Each discrete function needs one or more checklists to run its business. There might be a policy, but today, at the coalface, that is not at all helpful. There might even be a procedure. If that is a full text document, it is only a bit helpful. It might help if it tells you exactly how to do something manually or who to call if there is an issue, it does not help if the 27 things you need to do each day are buried somewhere in a 30-page document. And you need the right tools for the job to make sure that your team is ticking off those tasks as they are completed, and recording the evidence of the work, or the status. Note, “ticking off as you go” and not a cursory end-of-day “Did we do everything? Yes, I think so”.
On most days, things go according to plan and the experts in your team are on top of things. The team needs easy access to a procedure: what to do at step three if you need the detail. Something which points you straight to what you need to do, not to a long document leaving you to search for what you need. The procedure might also include a back-up plan.
“Understanding normal” should also be integrated into the checklist tasks. You should have a sense of what normal volumes, values and timings are in your business. Having no trades booked at 0700 might not be a surprise, but if you are in FX, then at 0900 UK time, you’d expect quite a few trades. The checks need to be smart enough that the “abnormal” does not just happen and goes unnoticed.
Importantly, the tools are needed at the team level. Managing operations is a bottom-up task. Like an SAS unit in the field, the team needs the skills and the tools; they can’t rely on some headquarters function miles away.
If you have a great checklist and procedure set-up, then you can ask the team: “Are there things which go wrong regularly and consume lots of your time?” Ideally, you start to fix those things, because you take the view that if you have those better controls, then you have more capacity.
Then you move on to questions two and three above. What is likely to go wrong, how would you know if it did and how would the whole firm need to react? Trades might not be booked, there might be an extraordinary number of breaks, or differences, at some point in the process, your sanctions screening might crash, preventing payment instructions being sent out.

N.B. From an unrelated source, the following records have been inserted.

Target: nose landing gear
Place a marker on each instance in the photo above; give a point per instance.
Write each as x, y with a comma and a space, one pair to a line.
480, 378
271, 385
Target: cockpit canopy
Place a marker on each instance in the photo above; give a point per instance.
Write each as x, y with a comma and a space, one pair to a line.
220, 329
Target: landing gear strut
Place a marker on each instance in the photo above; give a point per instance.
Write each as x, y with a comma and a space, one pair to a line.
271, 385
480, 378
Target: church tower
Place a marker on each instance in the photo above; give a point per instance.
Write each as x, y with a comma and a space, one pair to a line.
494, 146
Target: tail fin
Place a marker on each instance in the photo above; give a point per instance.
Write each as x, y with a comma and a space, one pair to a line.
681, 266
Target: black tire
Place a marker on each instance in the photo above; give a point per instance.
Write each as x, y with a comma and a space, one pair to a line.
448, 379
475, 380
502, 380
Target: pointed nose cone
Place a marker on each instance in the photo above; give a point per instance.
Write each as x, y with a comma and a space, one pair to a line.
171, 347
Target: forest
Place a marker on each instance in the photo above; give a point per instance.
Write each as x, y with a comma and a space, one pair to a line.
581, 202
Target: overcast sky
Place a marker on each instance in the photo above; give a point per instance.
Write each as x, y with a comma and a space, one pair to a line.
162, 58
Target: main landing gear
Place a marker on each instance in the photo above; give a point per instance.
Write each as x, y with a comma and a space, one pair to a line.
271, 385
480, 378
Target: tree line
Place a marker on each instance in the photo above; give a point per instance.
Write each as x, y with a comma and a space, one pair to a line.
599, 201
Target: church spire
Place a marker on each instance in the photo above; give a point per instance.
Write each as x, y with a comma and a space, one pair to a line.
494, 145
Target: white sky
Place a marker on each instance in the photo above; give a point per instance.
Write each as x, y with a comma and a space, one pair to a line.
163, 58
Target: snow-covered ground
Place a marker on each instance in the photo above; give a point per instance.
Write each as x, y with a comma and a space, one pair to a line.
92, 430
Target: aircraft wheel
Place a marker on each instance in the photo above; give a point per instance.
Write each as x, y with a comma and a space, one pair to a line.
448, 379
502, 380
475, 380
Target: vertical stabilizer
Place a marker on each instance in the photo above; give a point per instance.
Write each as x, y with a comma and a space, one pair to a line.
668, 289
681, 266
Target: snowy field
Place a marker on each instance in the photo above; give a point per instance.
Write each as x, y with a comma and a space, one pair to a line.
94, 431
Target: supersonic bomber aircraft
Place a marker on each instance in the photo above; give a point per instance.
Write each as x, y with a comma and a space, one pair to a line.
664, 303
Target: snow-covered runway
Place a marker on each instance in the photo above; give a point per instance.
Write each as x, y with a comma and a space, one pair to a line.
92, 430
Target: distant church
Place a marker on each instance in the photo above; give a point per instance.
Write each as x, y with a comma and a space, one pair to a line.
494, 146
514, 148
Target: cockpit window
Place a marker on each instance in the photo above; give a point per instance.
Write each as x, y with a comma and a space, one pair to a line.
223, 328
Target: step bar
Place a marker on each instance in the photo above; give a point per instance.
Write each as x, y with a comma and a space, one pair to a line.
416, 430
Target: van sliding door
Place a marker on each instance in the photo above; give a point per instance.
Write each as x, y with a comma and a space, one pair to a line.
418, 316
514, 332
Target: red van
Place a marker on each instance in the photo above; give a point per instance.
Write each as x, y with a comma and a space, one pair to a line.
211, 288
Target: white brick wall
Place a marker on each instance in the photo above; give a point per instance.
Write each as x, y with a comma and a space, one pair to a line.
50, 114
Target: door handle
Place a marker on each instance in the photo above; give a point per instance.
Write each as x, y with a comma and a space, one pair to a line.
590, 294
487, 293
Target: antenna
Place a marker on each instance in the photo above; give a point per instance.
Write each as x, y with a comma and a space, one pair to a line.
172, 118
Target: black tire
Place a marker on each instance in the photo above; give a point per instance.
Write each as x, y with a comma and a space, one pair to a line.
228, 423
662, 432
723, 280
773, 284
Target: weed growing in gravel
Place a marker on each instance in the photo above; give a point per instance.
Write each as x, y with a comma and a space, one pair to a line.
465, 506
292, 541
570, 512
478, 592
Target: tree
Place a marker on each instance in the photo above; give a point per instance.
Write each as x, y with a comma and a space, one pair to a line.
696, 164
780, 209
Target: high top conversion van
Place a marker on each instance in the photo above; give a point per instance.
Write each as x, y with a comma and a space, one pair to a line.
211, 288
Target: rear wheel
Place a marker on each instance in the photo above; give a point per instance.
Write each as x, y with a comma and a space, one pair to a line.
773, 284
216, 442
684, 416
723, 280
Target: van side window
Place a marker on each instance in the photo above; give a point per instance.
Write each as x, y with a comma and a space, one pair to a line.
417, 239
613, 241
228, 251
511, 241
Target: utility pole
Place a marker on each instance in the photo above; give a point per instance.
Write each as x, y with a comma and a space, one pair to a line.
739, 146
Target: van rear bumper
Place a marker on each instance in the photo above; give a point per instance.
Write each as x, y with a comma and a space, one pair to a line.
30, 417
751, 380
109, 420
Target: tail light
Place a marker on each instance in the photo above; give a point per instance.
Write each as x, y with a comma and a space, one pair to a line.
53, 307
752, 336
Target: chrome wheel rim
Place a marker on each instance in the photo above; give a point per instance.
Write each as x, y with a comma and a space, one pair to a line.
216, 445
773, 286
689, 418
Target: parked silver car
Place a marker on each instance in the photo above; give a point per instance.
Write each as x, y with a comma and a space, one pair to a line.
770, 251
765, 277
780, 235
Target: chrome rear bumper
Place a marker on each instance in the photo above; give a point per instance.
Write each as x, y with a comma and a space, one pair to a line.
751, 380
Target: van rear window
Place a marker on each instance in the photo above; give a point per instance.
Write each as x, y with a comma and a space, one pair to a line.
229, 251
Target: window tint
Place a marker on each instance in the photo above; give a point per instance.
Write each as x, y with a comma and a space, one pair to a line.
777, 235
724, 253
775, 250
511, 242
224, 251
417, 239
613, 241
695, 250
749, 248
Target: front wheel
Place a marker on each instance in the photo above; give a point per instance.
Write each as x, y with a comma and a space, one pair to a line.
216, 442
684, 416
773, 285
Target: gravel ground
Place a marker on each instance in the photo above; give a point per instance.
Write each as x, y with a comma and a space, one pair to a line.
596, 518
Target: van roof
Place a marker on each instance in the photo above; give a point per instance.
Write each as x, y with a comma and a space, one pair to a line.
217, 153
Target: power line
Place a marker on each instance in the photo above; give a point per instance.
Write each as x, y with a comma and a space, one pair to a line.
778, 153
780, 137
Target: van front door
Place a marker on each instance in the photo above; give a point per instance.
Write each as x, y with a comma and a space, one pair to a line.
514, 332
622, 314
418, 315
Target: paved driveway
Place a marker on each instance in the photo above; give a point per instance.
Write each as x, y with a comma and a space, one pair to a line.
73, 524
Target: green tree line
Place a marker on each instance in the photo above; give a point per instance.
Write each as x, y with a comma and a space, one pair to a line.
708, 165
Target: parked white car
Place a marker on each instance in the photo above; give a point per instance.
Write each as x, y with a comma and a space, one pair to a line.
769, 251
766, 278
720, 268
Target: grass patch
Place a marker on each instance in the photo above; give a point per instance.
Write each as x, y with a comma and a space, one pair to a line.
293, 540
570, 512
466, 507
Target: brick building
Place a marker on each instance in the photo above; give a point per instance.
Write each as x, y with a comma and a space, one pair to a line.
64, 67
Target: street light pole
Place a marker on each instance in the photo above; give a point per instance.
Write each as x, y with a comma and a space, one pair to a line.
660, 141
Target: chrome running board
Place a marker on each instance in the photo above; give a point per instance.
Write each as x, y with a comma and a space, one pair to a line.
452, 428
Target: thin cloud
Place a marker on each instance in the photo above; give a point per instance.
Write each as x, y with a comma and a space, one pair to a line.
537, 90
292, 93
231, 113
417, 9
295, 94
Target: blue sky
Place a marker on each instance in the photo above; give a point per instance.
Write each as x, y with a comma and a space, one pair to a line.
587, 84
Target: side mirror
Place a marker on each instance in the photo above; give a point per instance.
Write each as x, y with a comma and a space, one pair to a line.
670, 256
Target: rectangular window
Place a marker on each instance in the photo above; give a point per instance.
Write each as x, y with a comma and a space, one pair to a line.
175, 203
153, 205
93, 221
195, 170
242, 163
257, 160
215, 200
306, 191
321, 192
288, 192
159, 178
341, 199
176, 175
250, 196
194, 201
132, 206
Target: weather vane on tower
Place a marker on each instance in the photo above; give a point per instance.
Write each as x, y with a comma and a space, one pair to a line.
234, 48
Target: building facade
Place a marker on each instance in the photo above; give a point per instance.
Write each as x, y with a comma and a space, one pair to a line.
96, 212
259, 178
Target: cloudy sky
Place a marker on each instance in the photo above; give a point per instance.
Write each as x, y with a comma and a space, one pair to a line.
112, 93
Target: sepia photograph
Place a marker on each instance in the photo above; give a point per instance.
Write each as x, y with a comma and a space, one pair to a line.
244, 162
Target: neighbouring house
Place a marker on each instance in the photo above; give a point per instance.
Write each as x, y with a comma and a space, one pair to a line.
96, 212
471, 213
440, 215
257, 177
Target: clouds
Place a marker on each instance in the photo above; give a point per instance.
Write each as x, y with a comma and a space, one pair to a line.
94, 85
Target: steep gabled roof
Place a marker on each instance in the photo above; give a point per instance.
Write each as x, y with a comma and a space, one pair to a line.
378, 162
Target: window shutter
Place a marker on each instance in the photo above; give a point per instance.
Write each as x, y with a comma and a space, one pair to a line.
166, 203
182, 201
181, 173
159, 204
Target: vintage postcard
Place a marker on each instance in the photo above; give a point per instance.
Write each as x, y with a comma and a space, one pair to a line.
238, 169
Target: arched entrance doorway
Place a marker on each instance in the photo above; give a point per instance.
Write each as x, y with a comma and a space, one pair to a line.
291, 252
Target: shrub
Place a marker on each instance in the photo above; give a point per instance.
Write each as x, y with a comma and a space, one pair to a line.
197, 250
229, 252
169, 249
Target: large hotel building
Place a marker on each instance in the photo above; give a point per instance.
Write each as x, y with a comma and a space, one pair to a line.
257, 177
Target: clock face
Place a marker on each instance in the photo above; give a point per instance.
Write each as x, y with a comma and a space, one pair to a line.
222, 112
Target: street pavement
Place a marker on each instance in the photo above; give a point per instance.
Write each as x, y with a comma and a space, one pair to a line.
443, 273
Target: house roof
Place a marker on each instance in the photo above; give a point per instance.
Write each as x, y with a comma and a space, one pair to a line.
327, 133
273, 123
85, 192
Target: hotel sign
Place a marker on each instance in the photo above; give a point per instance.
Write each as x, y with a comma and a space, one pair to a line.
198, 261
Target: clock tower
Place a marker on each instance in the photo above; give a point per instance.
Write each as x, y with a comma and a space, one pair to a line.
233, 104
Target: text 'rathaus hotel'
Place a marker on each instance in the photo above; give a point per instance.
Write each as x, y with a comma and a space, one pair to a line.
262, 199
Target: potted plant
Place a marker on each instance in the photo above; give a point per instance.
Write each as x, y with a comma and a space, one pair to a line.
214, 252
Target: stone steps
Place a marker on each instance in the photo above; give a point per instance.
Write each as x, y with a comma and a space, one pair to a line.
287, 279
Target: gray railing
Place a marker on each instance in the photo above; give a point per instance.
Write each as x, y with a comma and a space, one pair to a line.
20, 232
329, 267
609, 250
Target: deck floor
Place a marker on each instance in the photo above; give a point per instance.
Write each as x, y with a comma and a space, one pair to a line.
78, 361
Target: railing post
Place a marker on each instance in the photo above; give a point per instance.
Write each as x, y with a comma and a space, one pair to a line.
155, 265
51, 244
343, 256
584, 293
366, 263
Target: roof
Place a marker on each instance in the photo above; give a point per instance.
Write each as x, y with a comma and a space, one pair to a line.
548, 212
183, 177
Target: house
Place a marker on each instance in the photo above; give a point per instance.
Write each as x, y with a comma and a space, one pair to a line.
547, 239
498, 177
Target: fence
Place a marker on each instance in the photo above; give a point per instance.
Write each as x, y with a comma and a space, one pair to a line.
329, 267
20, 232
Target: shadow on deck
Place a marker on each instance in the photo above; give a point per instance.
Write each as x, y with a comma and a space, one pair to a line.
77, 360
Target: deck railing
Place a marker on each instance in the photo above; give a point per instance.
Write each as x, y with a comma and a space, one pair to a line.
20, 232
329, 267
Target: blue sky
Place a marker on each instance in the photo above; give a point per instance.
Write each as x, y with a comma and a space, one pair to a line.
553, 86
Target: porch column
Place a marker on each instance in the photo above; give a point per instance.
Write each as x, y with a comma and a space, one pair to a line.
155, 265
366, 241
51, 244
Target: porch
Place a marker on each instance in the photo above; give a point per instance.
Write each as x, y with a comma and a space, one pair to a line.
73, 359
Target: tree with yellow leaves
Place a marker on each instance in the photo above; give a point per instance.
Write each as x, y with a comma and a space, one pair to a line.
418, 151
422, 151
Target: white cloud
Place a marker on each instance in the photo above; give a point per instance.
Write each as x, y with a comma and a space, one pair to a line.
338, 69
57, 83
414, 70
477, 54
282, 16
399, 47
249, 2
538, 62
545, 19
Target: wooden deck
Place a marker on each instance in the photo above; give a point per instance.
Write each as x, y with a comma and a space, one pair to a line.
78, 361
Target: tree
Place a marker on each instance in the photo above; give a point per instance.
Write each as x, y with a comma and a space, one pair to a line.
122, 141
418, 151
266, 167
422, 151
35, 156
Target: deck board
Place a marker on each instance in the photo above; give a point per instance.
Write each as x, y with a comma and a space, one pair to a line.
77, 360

Thinking through the possibilities should lead you to be able to map out an end-to-end view of all the departments and systems involved in your transactions, all the way from a client order through to settlement and the balance sheet. In answering, at the team level you need to think end-to-end; upstream and downstream. What might happen either side of you which affects you, what affects would an issue in your area have? Think of the NatWest example; on-line banking is down, where do we communicate and how often?
In summary, you are going to be accountable for having operational resilience. Yes, that is yet another regulatory burden. You need to decide whether you want to just get a “tick in the box” or to use this as an opportunity to fine tune your organisation.